September 12, 2006

The Lessons Learned from 9/11

1. A Wide Angle Lens Can be Your Enemy:


A lovely remembrance at Ground Zero?



Or after 5 freakin' years all they've managed to put up
is a temporary rinky-dink kid's wading pool that leaks?

(h/t to STOP George at Daily Kos)

2. An Extreme Close-up May Not Be Your Friend Either:


Don't tread on me!



Now if the Constitution had been there with the flag,
we would have a real snapshot of the Bush Years.

(h/t to STOP George at Daily Kos)

3. Kids Say the Darndest Things!
SARASOTA, Fla. (AP) - Tyler Radkey and other second-graders at Emma E. Booker Elementary School didn't know what to think when an aide leaned in and whispered something to President Bush on the morning of Sept. 11, 2001.

"His face just started to turn red," said Tyler, now 13 and in seventh grade. "I thought, personally, he had to go to the bathroom."

For a puzzling seven minutes, the youngsters read aloud from the story "The Pet Goat" while the shaken president followed along in front of the class, trying to come to grips with what he had been told - that a second plane had just hit the World Trade Center and the nation was under terrorist attack.

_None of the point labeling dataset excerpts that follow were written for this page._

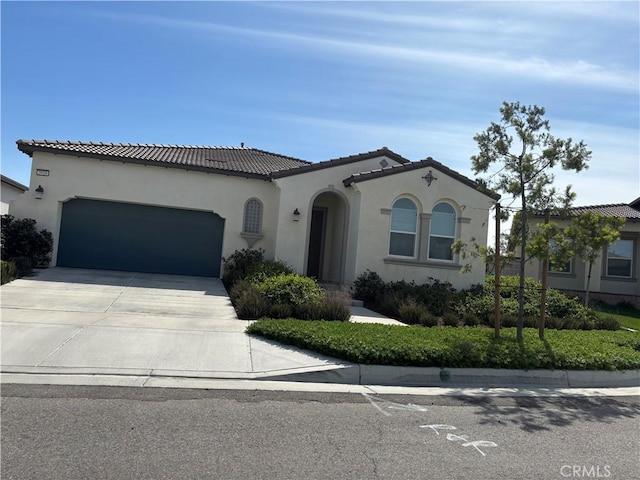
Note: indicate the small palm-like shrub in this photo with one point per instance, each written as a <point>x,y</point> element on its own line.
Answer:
<point>412,312</point>
<point>266,269</point>
<point>368,286</point>
<point>251,305</point>
<point>281,310</point>
<point>291,289</point>
<point>9,272</point>
<point>240,264</point>
<point>335,306</point>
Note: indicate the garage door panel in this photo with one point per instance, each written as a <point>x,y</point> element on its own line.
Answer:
<point>121,236</point>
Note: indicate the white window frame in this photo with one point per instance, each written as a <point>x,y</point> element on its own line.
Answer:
<point>630,259</point>
<point>552,245</point>
<point>404,232</point>
<point>246,218</point>
<point>432,235</point>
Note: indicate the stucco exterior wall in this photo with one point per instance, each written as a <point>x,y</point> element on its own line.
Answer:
<point>377,198</point>
<point>8,193</point>
<point>72,177</point>
<point>576,281</point>
<point>300,191</point>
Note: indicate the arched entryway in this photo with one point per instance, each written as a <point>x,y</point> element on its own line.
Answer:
<point>327,237</point>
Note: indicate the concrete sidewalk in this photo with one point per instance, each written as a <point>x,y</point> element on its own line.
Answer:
<point>91,325</point>
<point>88,322</point>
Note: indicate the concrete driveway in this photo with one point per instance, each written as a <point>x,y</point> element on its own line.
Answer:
<point>81,321</point>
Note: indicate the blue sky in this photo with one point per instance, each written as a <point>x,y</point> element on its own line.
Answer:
<point>319,80</point>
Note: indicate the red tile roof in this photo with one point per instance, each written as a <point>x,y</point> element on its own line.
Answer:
<point>381,152</point>
<point>619,210</point>
<point>239,161</point>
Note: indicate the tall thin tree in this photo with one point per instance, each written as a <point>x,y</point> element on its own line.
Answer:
<point>525,151</point>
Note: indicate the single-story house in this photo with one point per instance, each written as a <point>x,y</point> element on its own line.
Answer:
<point>614,277</point>
<point>181,209</point>
<point>9,191</point>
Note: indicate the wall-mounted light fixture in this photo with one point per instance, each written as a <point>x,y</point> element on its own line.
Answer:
<point>429,178</point>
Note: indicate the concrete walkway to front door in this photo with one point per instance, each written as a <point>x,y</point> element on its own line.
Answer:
<point>79,321</point>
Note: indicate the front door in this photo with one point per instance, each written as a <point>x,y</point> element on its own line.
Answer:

"He looked like he was going to cry," said Natalia Jones-Pinkney, now 12.
And, so do adults:
"It was so surreal," Sarasota schools spokeswoman Sheila Weiss said. "Everyone in there wanted to get out and find out what was going on, but we couldn't leave."
(h/t to Attytood)

4. Destroy All Tapes (Didn't we learn this one with Nixon?)

MSNBC replayed their broadcast from the morning of September 11, 2001 yesterday in real time. I had the TV on in the background as I worked, just as I did five years ago. A couple of things stood out this time (without all the distracting frantic calls from friends and family in NYC and DC):
- Andrea Mitchell was already reporting the administration's spin that they had received "no specific threat."

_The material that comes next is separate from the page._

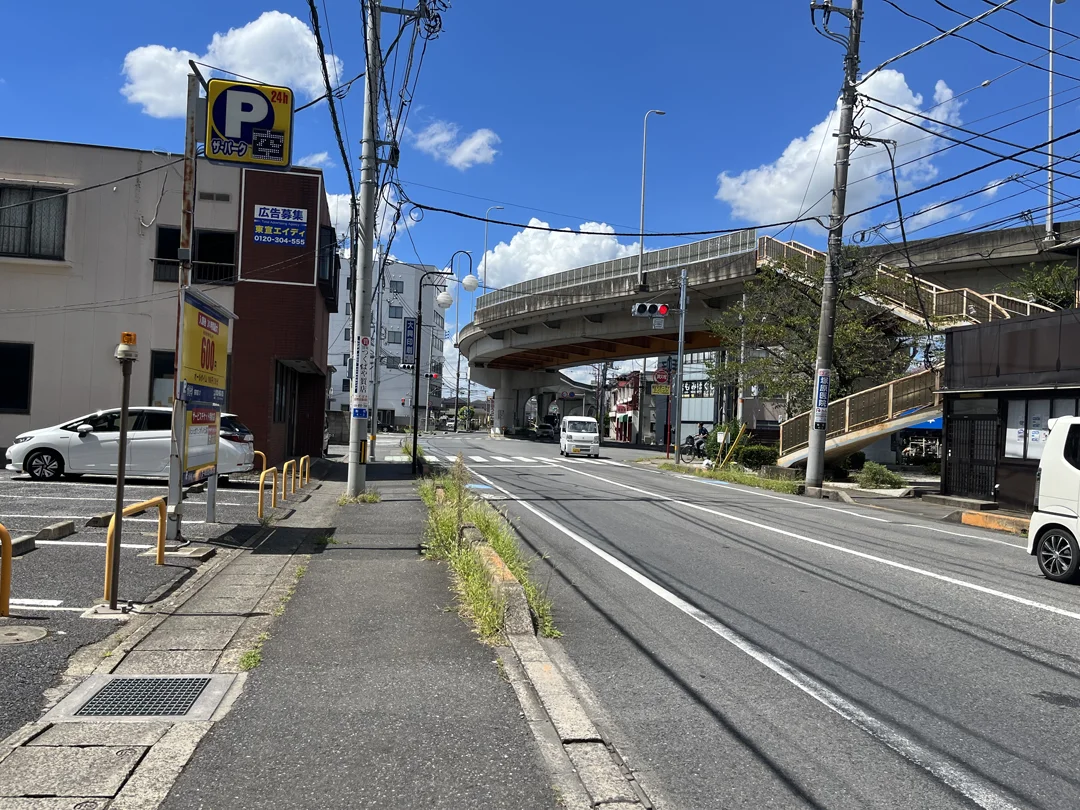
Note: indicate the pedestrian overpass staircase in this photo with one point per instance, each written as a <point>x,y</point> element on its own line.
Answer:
<point>860,420</point>
<point>909,297</point>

- Bush's excuse that he sat there reading a book about a goat for seven or so minutes that morning because he didn't want to frighten the children was contradicted by the fact that he made his first announcement about the terrorist attacks to the American people RIGHT IN FRONT OF THOSE SAME KIDS. Actually, some were used as props standing behind him while the rest sat in front of him. Nothing scary for the kiddies there, huh? I had forgotten he had done that.

- Katie Couric and others constantly reassured the public that the President was on his way back to DC to take control, when we now know that he ran away in the opposite direction.